Each micro-play will respond to key areas of newspaper’s coverage. Royal Court theatre-makers have drawn upon the specialist expertise of the Guardian’s feature writers, columnists and editors for the plays.
The first film – on the subject of food – has just been released.
Britain Isn’t Eating explores food banks and our obsession with cookery shows.
The play stars Katherine Parkinson (The IT Crowd, The Honourable Woman) and Evening Standard Award-winner Kyle Soller (who is soon to star in the BBC’s Poldark).
It is a collaboration between playwright Laura Wade (Posh), food blogger and regular Guardian contributor Jack Monroe, Guardian social affairs correspondent Amelia Gentleman and director Carrie Cracknell.
Subsequent micro-plays cover music, fashion, politics, sport and education.
The casts feature some of today’s most exciting actors including Rafe Spall, Tobias Menzies and Ruby Ashbourne Serkis.
Other creatives involved are playwrights Rachel De-lahay, Robin French, Chloe Moss, Tim Price and Roy Williams and directors Clint Dyer, Christopher Haydon, Gbolahan Obisesan, Hamish Pirie and Bijan Sheibani.
Chris Wiegand, Stage editor of Guardian News & Media, said: “Our project with the Royal Court allows us to interpret current affairs in a new, informed and really creative fashion.
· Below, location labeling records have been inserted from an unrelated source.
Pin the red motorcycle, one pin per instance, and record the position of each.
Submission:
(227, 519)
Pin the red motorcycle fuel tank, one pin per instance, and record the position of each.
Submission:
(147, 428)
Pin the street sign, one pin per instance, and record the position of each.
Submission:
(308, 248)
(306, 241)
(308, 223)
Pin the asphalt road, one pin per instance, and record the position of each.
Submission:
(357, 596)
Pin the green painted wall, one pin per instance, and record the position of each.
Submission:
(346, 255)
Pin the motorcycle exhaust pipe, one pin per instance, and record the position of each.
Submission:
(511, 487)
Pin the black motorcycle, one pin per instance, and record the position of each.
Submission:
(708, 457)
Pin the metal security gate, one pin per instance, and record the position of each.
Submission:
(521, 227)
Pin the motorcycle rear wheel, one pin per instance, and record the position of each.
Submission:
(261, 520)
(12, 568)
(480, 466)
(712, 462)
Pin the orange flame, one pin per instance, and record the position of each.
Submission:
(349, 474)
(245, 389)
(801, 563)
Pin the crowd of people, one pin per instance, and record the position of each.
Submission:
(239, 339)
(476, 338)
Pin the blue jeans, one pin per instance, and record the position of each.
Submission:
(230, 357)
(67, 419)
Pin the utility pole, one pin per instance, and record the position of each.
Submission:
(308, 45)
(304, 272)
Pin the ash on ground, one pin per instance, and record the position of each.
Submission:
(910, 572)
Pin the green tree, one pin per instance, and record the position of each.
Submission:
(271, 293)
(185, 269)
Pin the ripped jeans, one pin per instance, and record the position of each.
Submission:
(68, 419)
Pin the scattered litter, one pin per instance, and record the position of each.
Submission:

“The micro-plays are a true extension of our journalism. We’ve brought together some fantastically talented people and set them quite a challenge – with the names involved, I know these six pieces will be witty, smart and hard-hitting.”
Vicky Featherstone, artistic director of the Royal Court, said: “This partnership feels truly ground-breaking and reflects the strengths and vision of each organisation.
“Playwrights and theatre-makers are continuously hungry for inspiration and challenge and that is frequently found in the pages of our great newspapers.
“The form of our micro-plays, where theatre meets film in an inescapably theatrical setting, feels like a new adventure”.